Here's an interesting article about the legality of red light cameras which I believe has relevance in forming a better understanding of the history, applications, legal challenges, etc...

Lastly, to whomever is organizing the petition, I join you in that fight and would consider taking the matter one step further by considering the pressing of a legal challenge. There are due process considerations in the presumption of innocence, or the lack of such presumption, here. Fundamentally, due process is a linchpin of the Constitution and ought not be disregarded and dismissed so cavalierly as has been done by MPD. This is not merely about efficiency and increasing safety - we shouldn't consider the smoke and mirror response as conclusive of the motivation for the rampant exploitation of this technology simply for the sake of it.


Jeremy said...

I agree with the last line in Lisa's email, "The bottom line is that motorists who obey the posted speed limit do not have to worry about the fines for tickets." Lower speeds = safe streets.

If you have to get a $75 ticket because you were caught speeding - that sucks...

The fine schedule is public (,a,1240,q,547984,mpdcNav_GID,1552,mpdcNav,|31886|.asp) for automated speed cameras.
So are the locations (,a,1240,q,547991,mpdcNav_GID,1552,mpdcNav,|31886|.asp).

If you know you can't afford a ticket if you get one, DON'T SPEED!!

I support MPD and DC's efforts in making our streets safer for pedestrians, bicyclists, and other motorists.

Ali said...

I believe that fines should be this high, or higher - the whole point is to deter ILLEGAL ACTIVITY - it's not as if you are getting a tax on all driving or something like that. People who do illegal things should bear the consequences of those actions, especially when those illegal things endanger our youth, our elderly, our selves - and especially those people walking and biking (giving you more space on the road!)

mona said...

There is a really easy solution to this...SLOW DOWN!!!

Swivelneck said...

So, you people are saying that on New york Avenue, where it is 3 lanes each way and I was going with the flow of traffic, that I should pay the $125 ticket I got in the mail today. I was going 12 over what is apparently a 35 mph speed limit. I am from Baltimore and do not regularly drive in DC. There are a thousands signs and distractions all around, so the safest thing is to go with the traffic flow. I live on a residential street with a 30 mph speed limit. On my street, the ticket for speeding if caught by the cameras is $40. $125 is about a month of groceries for my son and I. That is insane.
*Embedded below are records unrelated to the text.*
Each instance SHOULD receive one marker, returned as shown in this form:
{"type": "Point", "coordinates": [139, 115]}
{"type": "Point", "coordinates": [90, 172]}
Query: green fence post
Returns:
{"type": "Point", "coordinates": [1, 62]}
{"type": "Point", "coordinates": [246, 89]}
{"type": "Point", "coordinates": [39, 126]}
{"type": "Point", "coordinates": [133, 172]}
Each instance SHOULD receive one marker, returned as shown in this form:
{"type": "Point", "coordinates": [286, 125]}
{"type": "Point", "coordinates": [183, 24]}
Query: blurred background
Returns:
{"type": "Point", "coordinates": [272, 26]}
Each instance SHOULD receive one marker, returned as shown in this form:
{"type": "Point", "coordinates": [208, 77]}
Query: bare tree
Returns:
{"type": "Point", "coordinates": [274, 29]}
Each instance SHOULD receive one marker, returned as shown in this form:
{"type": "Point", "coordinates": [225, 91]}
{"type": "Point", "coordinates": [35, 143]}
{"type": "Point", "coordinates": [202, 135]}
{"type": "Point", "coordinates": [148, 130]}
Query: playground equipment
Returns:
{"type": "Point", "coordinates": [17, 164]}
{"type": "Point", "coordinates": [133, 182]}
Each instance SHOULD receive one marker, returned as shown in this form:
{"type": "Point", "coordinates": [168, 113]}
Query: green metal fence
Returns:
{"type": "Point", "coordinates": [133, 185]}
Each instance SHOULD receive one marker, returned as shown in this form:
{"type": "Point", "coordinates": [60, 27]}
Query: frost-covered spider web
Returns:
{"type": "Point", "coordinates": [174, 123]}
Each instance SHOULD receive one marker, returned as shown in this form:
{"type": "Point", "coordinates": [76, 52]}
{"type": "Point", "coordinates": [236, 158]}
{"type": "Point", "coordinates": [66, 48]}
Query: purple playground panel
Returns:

This is not even remotely about speed. It is about money at that amount. Screw DC.

Unknown said...

I agree with the comments...except that the speed limits in many of the areas that have speed cameras are hopelessly outdated and do not reflect common driving practices. For example, I got a ticket for going 46 MPH on Canal Road coming back into the city. On that road virtually no drivers go less than 50 MPH, and I have actually been PASSED on numerous occasions for going 45 mph on that road. If the speed limits reflect a safe speed then I have no problem with unsafe drivers being ticketed. But if the speed limits are set so that drivers who are merely following the general traffic patterns are getting $125 tickets then the cameras seem more like a cash generator than a safety enhancer. Furthermore, now that the Canal Road camera is operational I frequently see cars going 60-70 MPH as they fly past Chain Bridge Road and Arizona only to slam on the brakes for one block so that they don't get caught by the camera. That hardly seems like it's promoting the general welfare to me.